1st November 2024
The Government’s October Budget 2024: Inheritance tax, Wills and those who need to review their Wills.
It is important to note that the changes which are discussed hereafter are ONLY applicable for those with certain types of Wills and certain types of assets, and that it is only relevant for those with such Wills and assets who die AFTER 6th April 2026.
Before that time, the existing rules apply (which are not going to be discussed in this article).
So, who is this article aimed at, audience wise?
Answer – those with assets that would have qualified under the existing rules for either or both Agricultural Property Relief (‘APR’) and Business Property Relief (‘BPR’) on death.
These people may well have a Will that leaves such favoured tax status assets not to their surviving spouse, but either to a non-exempt beneficiary such as a child or to a discretionary trust arrangement. This could be pre-packaged within the Will to test the APR/BPR claim and to lock the saving away for the next generation to benefit on the surviving spouse’s death.
So, what is the problem? Essentially, we now have a position for those dying post 6th April 2026 that the first £1 million of APR/BPR of assets continue with the most favoured Inheritance Tax (‘IHT’) tax status of 100% tax relief. Thereafter, the rate of relief is automatically only 50%. Previously, with care, 100% relief could be secured if one’s such favoured assets passed certain strict tests, without any upper financial limit to the amount of relief that could be secured.
Meaning, if one has a Will which leaves both 100% relievable assets and 50% relievable assets up to the maximum value taking into account one’s own Nil Rate Band Allowance (so in real terms that could be £650,000 (NRB of £325,000 times 2) of 50% relieved assets) either to one’s children or to a discretionary trust AND one has a then surviving spouse, that arrangement, post 6th April 2026 is not going to be the most IHT favoured outcome. This is due to a significant amount of IHT being payable as a result of the tax rule changes which the budget announced as of 6th April 2026.
Instead, amended drafting is required to leave merely 100% relievable assets to the said discretionary trust or to the children, and all other assets should be routed via the then surviving spouse either on an outright basis or a flexible life interest basis.
This ensures no IHT on one’s death at that point, and assets pass to an IHT exempt beneficiary (one’s surviving spouse), who will have their own £1 million allowance to use and for whom lifetime planning in the form of gifting and/or lifetime trust set up with the assets passing into those trusts can be implemented.
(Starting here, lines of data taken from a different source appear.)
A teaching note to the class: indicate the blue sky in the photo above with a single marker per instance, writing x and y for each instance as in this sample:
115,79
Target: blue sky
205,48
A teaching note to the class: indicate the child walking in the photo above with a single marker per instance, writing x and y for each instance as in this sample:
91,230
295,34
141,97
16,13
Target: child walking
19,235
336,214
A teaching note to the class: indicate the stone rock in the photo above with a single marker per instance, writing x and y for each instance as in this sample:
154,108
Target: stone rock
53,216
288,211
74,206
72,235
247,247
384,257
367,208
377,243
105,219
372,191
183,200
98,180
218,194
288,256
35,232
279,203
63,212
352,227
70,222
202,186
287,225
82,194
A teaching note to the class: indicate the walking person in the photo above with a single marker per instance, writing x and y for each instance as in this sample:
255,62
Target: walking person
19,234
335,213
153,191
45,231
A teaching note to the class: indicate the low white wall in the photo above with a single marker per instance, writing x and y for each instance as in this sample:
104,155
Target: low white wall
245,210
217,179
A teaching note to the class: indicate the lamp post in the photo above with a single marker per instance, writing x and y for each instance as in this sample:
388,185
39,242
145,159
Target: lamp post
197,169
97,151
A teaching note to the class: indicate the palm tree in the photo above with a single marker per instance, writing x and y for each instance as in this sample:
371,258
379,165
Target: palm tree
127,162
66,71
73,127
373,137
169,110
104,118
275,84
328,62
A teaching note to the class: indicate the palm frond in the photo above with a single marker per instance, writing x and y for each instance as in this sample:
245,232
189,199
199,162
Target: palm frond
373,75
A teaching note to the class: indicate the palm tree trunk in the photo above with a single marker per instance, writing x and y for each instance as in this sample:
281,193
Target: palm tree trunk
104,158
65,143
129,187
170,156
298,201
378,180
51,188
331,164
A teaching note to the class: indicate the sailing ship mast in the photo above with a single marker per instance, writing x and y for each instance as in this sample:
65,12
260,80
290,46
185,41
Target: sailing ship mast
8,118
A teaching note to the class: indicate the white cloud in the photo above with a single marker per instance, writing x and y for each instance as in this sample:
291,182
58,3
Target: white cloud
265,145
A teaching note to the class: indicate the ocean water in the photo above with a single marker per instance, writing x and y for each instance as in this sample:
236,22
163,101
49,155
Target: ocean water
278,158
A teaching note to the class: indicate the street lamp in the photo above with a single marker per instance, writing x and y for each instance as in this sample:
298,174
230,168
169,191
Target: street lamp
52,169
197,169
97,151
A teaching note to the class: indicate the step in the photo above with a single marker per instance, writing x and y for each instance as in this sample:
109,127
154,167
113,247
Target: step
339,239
This is hoping in both cases either that the full 7-year survivorship period is met by one’s spouse outliving that period or if the gift is large in financial value (more than the Nil Rate Band Allowance), that taper relief for IHT is secured by your spouse surviving at least 3 years or more from the completion of the gifting exercise.
As stated above, there is probably merit in sticking with the current Will you may have for now, as should one die BEFORE 6th April 2026, then having your pre-existing will structure may lead to a better outcome than going to the new structure. But certainly, if one is alive in the autumn of 2025/through to early spring of 2026, then your Will may need reviewing and updating. The penalties for not doing so may be significant in the order of hundreds of thousands of pounds, although for now, the escape route of a Deed of Variation for those dying with the wrong Will in place may be available as long as the same is agreed and as long as Deeds of Variation are a permitted part of our toolbox as they are at present.
We feel that the changes made in this budget may be the start of a more thorough overhaul of the system, which may very well not be in the IHT payer’s favour by way of expected tax outcomes.